Le ricerche riguardano per il 62% laureati e per il 38% diplomati. Il sistema formativo però continua a proporre troppi diplomati (8.400 quelli in eccesso) e pochi laureati in percorsi Ict, con un deficit fra le 4.400 e le 9.500 unità. È solo parzialmente rincuorante il trend delle immatricolazioni nelle facoltà dell’area Ict. Nell’anno accademico 2016/2017 infatti si è registrata una crescita dell’11%, ma il tasso di abbandono è ancora troppo alto (60%).

L’assenza di candidati in grado di far fronte alla richiesta occupazionale non è però imputabile all’università. Il ruolo delle aziende e la capacità formativa del sistema nel suo complesso sono cruciali anche per la creazione di imprese sempre più competitive. Tra le professioni più richieste oggi c’è per esempio quella del data analyst ma la carenza di tali profili è notevole, con il conseguente rallentamento dell’adozione di nuove tecnologie e di strategie al passo con i tempi.

Nel 2017 ci si attende un fatturato globale relativo a servizi di business analytics e big data intorno ai 200 miliardi di dollari, con una crescita del 50% sul 2016. In Italia, dove il mercato vale oggi 276 milioni di dollari, la crescita è stimata al 21%. Uno dei motivi per cui il dato è inferiore rispetto al trend generale è l’inadeguatezza dell’offerta di professionisti del settore e la difficoltà di reperire figure specifiche (60%).

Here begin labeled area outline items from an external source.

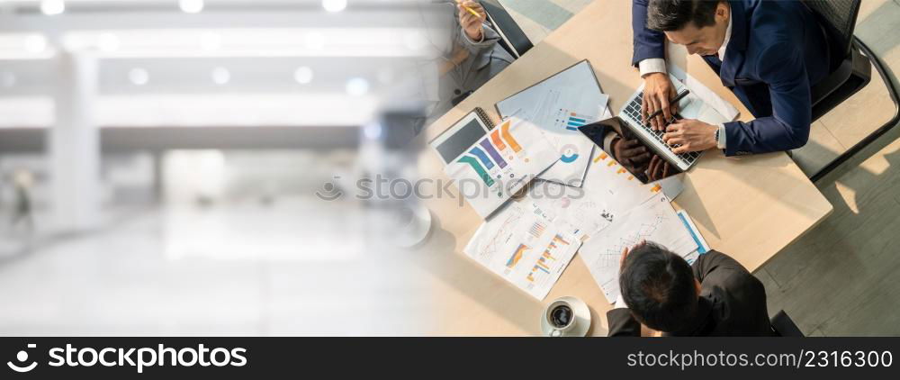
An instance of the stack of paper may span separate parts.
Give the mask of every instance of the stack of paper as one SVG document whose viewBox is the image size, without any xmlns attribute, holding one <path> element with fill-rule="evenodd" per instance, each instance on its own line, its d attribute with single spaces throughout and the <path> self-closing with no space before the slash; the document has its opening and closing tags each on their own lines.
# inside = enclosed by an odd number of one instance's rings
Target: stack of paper
<svg viewBox="0 0 900 380">
<path fill-rule="evenodd" d="M 669 198 L 662 193 L 616 215 L 608 227 L 585 241 L 580 250 L 581 259 L 610 303 L 619 293 L 622 251 L 643 240 L 660 244 L 681 257 L 698 249 L 697 242 L 675 213 Z"/>
<path fill-rule="evenodd" d="M 594 144 L 578 127 L 603 118 L 608 101 L 584 60 L 498 103 L 497 111 L 532 122 L 559 152 L 560 160 L 539 178 L 580 187 Z"/>
<path fill-rule="evenodd" d="M 538 300 L 543 300 L 581 241 L 518 202 L 475 231 L 464 252 Z"/>
<path fill-rule="evenodd" d="M 508 120 L 444 167 L 482 218 L 560 159 L 531 122 Z"/>
</svg>

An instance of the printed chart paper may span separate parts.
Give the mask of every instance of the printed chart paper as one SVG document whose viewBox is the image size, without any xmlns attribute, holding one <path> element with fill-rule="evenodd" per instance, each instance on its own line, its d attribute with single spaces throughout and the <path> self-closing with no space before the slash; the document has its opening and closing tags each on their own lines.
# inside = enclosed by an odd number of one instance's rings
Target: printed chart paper
<svg viewBox="0 0 900 380">
<path fill-rule="evenodd" d="M 580 257 L 610 303 L 619 294 L 618 271 L 622 250 L 642 240 L 653 241 L 681 257 L 698 249 L 694 239 L 662 192 L 627 213 L 581 247 Z"/>
<path fill-rule="evenodd" d="M 444 167 L 460 195 L 487 218 L 538 174 L 560 159 L 529 122 L 511 118 Z"/>
<path fill-rule="evenodd" d="M 599 120 L 609 99 L 592 70 L 580 62 L 497 104 L 501 117 L 515 114 L 537 125 L 559 152 L 560 160 L 539 178 L 581 186 L 594 145 L 578 127 Z"/>
<path fill-rule="evenodd" d="M 513 202 L 475 231 L 464 250 L 491 272 L 544 300 L 581 241 Z"/>
</svg>

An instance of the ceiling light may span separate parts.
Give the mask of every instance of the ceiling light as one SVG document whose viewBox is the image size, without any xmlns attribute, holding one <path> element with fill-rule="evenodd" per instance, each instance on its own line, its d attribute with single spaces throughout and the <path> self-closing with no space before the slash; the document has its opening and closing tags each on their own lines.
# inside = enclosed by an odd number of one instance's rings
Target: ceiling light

Questo è in parte conseguenza del digital mismatch che spinge le aziende a puntare su risorse non ancora laureate quando le necessarie figure professionali non sono reperibili sul mercato o hanno un costo eccessivo per l’azienda.

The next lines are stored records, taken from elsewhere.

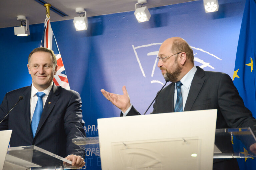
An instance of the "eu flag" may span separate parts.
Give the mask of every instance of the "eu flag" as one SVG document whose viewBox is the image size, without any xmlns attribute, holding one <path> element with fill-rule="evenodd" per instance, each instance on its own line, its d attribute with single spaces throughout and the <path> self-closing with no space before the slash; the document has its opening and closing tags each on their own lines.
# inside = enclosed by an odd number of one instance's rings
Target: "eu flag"
<svg viewBox="0 0 256 170">
<path fill-rule="evenodd" d="M 246 0 L 238 40 L 233 81 L 245 105 L 251 110 L 254 117 L 256 117 L 255 59 L 256 0 Z M 239 158 L 237 161 L 241 170 L 255 169 L 255 159 Z"/>
</svg>

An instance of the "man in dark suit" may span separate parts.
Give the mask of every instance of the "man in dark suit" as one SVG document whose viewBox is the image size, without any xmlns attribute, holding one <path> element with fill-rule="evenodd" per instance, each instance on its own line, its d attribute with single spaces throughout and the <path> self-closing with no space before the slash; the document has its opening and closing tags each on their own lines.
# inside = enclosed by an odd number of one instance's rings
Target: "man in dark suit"
<svg viewBox="0 0 256 170">
<path fill-rule="evenodd" d="M 0 130 L 12 130 L 11 147 L 34 145 L 82 167 L 84 150 L 72 142 L 72 138 L 86 135 L 81 98 L 77 92 L 53 83 L 57 67 L 52 50 L 39 48 L 30 53 L 27 67 L 33 83 L 6 94 L 0 105 L 1 120 L 19 96 L 23 99 L 0 124 Z"/>
<path fill-rule="evenodd" d="M 196 67 L 193 50 L 184 39 L 166 40 L 159 49 L 158 58 L 158 66 L 166 81 L 172 83 L 160 93 L 152 113 L 217 109 L 216 128 L 254 130 L 256 120 L 244 106 L 230 77 Z M 101 91 L 121 110 L 121 116 L 140 114 L 131 104 L 125 86 L 123 95 Z M 214 169 L 239 169 L 235 160 L 225 161 L 214 164 Z"/>
</svg>

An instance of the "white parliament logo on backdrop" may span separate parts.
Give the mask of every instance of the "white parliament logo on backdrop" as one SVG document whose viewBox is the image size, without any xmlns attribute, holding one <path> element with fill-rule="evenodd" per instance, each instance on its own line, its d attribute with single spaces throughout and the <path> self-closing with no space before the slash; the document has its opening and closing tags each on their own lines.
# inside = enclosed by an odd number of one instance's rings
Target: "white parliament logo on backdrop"
<svg viewBox="0 0 256 170">
<path fill-rule="evenodd" d="M 135 47 L 134 45 L 132 45 L 134 50 L 134 53 L 135 54 L 137 61 L 139 64 L 140 68 L 140 69 L 141 72 L 142 73 L 142 75 L 144 77 L 146 77 L 146 74 L 147 76 L 151 74 L 151 77 L 153 77 L 154 73 L 156 70 L 156 67 L 157 67 L 158 60 L 157 55 L 158 54 L 158 51 L 155 51 L 154 50 L 159 49 L 160 46 L 162 44 L 162 43 L 152 43 L 149 44 L 146 44 L 142 45 L 137 47 Z M 211 53 L 210 53 L 204 50 L 195 47 L 194 47 L 190 46 L 193 49 L 194 53 L 194 56 L 195 62 L 197 62 L 198 63 L 197 63 L 196 65 L 199 65 L 200 67 L 202 69 L 209 67 L 211 69 L 214 70 L 215 69 L 214 67 L 211 64 L 211 61 L 213 61 L 213 60 L 218 60 L 220 61 L 221 60 L 221 59 L 216 56 L 215 55 Z M 140 50 L 143 49 L 141 51 L 139 52 Z M 147 56 L 151 57 L 151 59 L 154 59 L 152 60 L 153 66 L 150 66 L 148 64 L 145 64 L 145 66 L 143 67 L 143 64 L 142 63 L 143 60 L 149 59 L 148 58 L 146 57 L 146 55 L 145 54 L 145 52 L 148 51 L 147 54 Z M 144 54 L 143 54 L 144 53 Z M 139 54 L 140 54 L 139 55 Z M 140 57 L 139 57 L 139 56 Z M 201 65 L 200 65 L 200 64 Z M 152 69 L 151 69 L 151 72 L 146 72 L 147 74 L 145 73 L 145 70 L 146 68 L 147 67 L 152 67 Z M 151 83 L 158 83 L 164 85 L 164 83 L 161 81 L 157 80 L 152 80 L 151 81 Z"/>
</svg>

Ma quali sono le figure più cercate? La domanda di professionisti Ict cresce mediamente del 26% ogni anno, con punte del 90% per quanto riguarda i nuovi profili come il business analyst o tutti quelli relativi ai big data, a sottolineare l’evoluzione verso l’azienda data-driven. Per le nuove figure professionali, come gli specialisti di cloud computing, cyber security, IoT, service development, service strategy, robotica o intelligenza artificiale, la crescita media sale al 56%. Sviluppatori, system analyst e Ict consultant rappresentano più di due terzi della domanda totale. Le figure in assoluto più ricercate sul mercato sono quelle dei programmatori, a cui seguono analisti programmatori, collaboratori informatici, help desk specialist, tecnici hardware/ software, web developer, analisti funzionali e system engineer. Un ruolo chiave gioca anche la figura del technical consultant.

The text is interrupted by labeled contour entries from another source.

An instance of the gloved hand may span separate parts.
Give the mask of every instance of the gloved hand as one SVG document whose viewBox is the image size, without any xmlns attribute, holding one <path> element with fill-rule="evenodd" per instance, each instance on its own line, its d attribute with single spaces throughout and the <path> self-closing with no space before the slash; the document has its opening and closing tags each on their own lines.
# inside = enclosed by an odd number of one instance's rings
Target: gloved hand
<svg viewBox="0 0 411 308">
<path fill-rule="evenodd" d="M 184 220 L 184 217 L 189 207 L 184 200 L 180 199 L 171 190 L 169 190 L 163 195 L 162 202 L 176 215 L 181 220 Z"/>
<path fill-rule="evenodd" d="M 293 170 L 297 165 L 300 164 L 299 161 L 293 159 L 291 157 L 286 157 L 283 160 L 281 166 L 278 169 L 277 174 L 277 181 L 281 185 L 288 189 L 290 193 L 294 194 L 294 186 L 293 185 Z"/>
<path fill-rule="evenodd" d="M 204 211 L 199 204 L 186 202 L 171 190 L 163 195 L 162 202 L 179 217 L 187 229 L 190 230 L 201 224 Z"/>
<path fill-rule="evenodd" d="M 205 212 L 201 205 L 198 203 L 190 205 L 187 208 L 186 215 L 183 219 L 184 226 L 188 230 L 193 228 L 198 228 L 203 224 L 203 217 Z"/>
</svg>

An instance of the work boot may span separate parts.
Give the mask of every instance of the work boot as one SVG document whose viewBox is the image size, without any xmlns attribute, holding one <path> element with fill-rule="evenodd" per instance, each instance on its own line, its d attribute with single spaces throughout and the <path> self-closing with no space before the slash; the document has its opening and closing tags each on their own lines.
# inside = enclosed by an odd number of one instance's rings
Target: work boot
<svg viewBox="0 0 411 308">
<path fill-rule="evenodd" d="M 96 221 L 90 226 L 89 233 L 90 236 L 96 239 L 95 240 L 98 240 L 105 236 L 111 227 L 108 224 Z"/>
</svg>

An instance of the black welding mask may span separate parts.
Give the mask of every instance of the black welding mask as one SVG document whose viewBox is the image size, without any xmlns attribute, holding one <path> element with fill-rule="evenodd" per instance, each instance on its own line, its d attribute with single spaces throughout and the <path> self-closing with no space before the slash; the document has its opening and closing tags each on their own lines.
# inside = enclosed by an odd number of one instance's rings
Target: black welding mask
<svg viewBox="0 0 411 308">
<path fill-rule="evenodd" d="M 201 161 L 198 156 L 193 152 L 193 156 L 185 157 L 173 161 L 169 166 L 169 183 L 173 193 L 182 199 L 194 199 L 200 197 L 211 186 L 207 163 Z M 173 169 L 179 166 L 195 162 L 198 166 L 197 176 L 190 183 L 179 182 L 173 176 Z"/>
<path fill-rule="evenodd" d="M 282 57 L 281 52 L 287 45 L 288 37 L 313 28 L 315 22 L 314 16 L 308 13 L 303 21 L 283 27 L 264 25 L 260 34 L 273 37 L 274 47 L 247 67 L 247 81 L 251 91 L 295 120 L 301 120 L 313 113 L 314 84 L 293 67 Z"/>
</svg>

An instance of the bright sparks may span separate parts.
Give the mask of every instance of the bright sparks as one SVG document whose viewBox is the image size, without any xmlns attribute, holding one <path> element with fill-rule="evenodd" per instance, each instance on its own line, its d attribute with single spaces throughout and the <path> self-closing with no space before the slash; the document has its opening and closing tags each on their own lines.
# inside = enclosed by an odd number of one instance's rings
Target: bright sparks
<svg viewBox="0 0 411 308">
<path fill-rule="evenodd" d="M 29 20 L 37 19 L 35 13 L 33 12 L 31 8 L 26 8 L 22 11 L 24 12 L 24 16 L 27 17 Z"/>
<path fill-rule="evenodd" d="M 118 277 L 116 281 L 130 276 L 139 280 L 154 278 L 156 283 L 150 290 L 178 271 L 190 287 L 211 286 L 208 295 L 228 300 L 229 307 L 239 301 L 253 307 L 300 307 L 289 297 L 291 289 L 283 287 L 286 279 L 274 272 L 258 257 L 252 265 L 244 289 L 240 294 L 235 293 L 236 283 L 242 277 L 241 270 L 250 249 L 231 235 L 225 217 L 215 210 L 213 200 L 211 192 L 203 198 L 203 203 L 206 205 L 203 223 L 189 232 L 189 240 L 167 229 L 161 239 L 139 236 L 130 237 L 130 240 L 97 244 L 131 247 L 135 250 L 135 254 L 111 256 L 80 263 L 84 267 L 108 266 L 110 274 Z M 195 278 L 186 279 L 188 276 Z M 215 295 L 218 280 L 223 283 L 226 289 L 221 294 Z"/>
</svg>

Le aziende vorrebbero avere a disposizione risorse con competenze specifiche ed esperienza pregressa in due settimane, ma si scontrano con un mercato che per questo tipo di figure richiede solitamente il doppio del tempo. Una delle conseguenze di questa situazione è l’incremento dei salari per i neolaureati, più pronti a entrare in corsa su un nuovo progetto e più attratti dalla possibilità di lavorare su nuove tecnologie che dall’offerta economica. Così, un neolaureato oggi costa in media 26.000 euro di Ral, mentre cinque anni fa la stessa risorsa costava 22.000 euro.

Le dinamiche del mercato consentono oggi ai neolaureati di fare carriera più velocemente e raggiungere cifre importanti in tre o quattro anni. Anche il reperimento di neolaureati però non è semplice: ancor prima della laurea, hanno già diverse offerte di lavoro, oppure sono tentati da esperienze all’estero o sono attratti dall’idea di lavorare in una startup.

Sul fronte skills Modis evidenzia che, oltre all’inglese (non solo tecnico), le imprese cercano un mix di competenze tecnico-digitali e soft skill come pensiero critico, creatività, leadership e capacità di gestione del cambiamento. Alle nuove figure come digital strategic planner, digital manager, chief digital officer o innovation manager viene oggi richiesta la capacità di contestualizzare e allineare strategie di business ed evoluzioni tecnologiche. Allo stesso modo, nell’Industria 4.0 si richiede di combinare con competenze più strategiche conoscenze tecnologiche sviluppate su più fronti (protocolli industriali, IoT, cloud computing, big data, nuove app, realtà aumentata, robotica e security).

Ai nuovi professionisti della sicurezza come cyber security manager, cyber security expert, responsabili della sicurezza delle informazioni, viene invece richiesto di presidiare contesti eterogenei e in continuo cambiamento.